1. Identify the preferred binding motif of PUM2 by running the file on DRIMUST
http://drimust.technion.ac.il/ .
Make sure that you are using the “Single strand” mode for RNA sequences.
Provide the motif logo.
2. What is the significance of the identified motif? Look at the occurrences distribution
by clicking on “view occurrences distribution” or by downloading the motif
occurrences file and explain how come the motif is so highly significant.
3. In a different study it has been shown that PUM2 binds RNA only in loop regions
(single stranded) of the folded RNA which contain the consensus motif. The
researcher is studying 5 RNA sequences in the 3’ untranslated regions of different
genes (sequences are found below) and is interested to learn which of the
sequences bind the PUM2 protein.
a. Use the program mfold http://rna.tbi.univie.ac.at/cgi-bin/RNAfold.cgi to
predict which one of the 5 sequences below is the most likely candidate to
bind RNA. Explain your results.
b. What is the free energy of the RNA predicted to bind PUM2? Are the results
you got expected for a binding site of PUM2? Explain. NOTE! Stable RNA
structures of similar length are usually lower than -10 kcal/mol.
c. What part of the identified PUM2 motif has the highest probability to be in a
loop? Explain.
d. It has been shown that in the presence of an RNA helicase (an enzyme that
can rewind stem loop RNA structures) PUM2 can also bind its preferred
binding motif in partial stem regions. Based on this information, which other
sequence (from the list below) would bind PUM2 in the presence of the RNA
helicase?
List of 5 sequences:
Seq 1: 5’ CCGGCCAAAUAAAUGUCCCCAAAAGGCC 3’
Seq 2: 5’ CCGGCGCACAUAAAUGUACAGUGCGGCC 3’
Seq 3: 5’ CCGGUUAACGUUUUAUUAUACCCAGGCC 3’
Seq 4: 5’ CCGGCCAAUGUAAAUACCCCAAAAGGCC 3’
Seq 5: 5’ CCGGCGCACUGUAAAUAACAGUGCGGCC 3’
Provide snapshots or PDF files of the predicted RNA fold for each sequence!
Question 3: Research Question
This is an open research question; you are requested only to write your research plan (as
described below) and not conduct the research!!!

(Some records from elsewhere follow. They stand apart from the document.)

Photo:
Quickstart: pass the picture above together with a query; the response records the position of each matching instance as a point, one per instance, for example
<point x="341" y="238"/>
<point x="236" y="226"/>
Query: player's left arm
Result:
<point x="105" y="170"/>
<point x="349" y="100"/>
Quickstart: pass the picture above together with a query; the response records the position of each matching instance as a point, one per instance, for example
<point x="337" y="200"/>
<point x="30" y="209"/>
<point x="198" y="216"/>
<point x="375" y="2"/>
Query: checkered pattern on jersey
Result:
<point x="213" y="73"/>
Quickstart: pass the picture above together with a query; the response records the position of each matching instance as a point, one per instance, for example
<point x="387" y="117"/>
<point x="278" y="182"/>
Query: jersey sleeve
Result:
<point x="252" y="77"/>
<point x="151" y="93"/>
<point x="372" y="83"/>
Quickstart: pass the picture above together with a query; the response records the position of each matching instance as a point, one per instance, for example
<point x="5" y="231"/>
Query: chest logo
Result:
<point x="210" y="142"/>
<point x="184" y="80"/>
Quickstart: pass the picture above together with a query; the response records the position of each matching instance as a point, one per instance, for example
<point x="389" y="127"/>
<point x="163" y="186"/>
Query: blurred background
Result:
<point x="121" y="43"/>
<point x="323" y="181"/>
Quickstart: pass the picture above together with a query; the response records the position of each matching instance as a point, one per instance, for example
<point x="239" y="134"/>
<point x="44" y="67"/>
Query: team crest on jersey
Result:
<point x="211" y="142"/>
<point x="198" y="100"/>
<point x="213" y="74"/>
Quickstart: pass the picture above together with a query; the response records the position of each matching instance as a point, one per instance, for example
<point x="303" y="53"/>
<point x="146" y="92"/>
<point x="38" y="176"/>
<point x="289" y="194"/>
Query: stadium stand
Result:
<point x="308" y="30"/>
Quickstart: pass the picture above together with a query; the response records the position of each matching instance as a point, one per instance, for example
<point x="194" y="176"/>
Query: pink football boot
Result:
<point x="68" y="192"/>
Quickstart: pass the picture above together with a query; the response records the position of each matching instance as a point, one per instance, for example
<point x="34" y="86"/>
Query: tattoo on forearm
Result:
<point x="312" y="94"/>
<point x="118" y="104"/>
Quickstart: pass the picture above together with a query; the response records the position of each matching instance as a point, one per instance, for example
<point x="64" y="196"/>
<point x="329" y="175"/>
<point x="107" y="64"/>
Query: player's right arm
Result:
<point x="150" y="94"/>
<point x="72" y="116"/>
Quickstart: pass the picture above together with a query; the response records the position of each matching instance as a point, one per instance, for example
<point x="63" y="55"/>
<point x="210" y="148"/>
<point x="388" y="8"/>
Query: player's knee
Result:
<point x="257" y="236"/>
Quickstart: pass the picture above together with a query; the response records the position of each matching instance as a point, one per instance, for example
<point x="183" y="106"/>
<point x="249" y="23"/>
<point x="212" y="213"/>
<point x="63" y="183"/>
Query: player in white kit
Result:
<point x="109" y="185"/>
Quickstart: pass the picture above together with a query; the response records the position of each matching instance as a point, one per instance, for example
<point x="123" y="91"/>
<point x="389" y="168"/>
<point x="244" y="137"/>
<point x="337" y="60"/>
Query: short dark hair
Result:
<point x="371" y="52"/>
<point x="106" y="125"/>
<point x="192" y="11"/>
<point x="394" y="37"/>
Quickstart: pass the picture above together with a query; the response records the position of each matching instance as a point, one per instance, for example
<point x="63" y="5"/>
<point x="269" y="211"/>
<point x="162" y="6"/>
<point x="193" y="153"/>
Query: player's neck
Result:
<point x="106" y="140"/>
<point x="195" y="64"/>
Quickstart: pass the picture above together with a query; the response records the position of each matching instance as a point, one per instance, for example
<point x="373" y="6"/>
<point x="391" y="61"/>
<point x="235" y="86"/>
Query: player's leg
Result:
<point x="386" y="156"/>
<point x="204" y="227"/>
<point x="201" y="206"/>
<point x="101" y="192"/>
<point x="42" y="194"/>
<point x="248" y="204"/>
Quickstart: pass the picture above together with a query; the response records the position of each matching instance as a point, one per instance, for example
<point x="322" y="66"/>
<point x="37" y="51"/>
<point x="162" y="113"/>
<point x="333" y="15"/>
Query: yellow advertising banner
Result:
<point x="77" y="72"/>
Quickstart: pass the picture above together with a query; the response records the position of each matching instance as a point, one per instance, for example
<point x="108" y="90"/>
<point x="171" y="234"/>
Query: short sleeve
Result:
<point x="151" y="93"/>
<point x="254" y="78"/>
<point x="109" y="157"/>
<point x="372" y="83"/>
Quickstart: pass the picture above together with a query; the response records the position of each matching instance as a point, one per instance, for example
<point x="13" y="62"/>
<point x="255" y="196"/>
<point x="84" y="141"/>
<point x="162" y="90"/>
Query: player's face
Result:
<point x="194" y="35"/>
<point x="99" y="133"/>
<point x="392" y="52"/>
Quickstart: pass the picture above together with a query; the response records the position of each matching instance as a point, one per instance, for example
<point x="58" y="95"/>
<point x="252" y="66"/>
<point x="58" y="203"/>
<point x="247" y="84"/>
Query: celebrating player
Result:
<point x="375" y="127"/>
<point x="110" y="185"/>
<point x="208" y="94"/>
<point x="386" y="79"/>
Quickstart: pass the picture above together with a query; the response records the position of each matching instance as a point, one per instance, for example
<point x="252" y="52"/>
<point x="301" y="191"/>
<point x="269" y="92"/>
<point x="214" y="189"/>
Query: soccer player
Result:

As we discussed in class it has been proposed that long non coding RNAs (lncRNAs) can bind
Transcription Factors (which usually bind double-stranded DNA) and compete with the natural
promoter of a gene which is regulated by that Transcription Factor. This is another elegant
way by which the cell can regulate the gene expression. To-date there are only very few known
examples of lncRNA that has been confirmed in the laboratory bind a Transcription Factor. In
these cases it was found that the binding motif on the lncRNA is exactly the same as the
binding motif on the promoter (DNA).
You are given chip-seq data for 10 Transcription Factors and sequences of 400 lncRNAs, each
of length 1000 nucleotides. Your goal is to design a bioinformatics experiments to find the
lncRNAs (among the 400) that can bind one or more Transcription factor for which you have
chip-seq data.
In your answer you will have to define clearly the research steps you plan. Each step should
include the question that is answered in that step, and the bioinformatics tools that you will
use to answer it. Please elaborate and explain each step – what is the aim and how does it
promote you to the next step. Also detail what is the expected output of your analysis.
Note that this is an open question, and there may be many ways you can approach it.
Several important clues to remember when answering the question:
1. In terms of the motif, “T” in DNA is completely equivalent to “U” in RNA
2. Motifs in single-stand are completely different than motifs in double-strand
3. RNA folding algorithms are most accurate for sequences of length 150-200 nucleotides.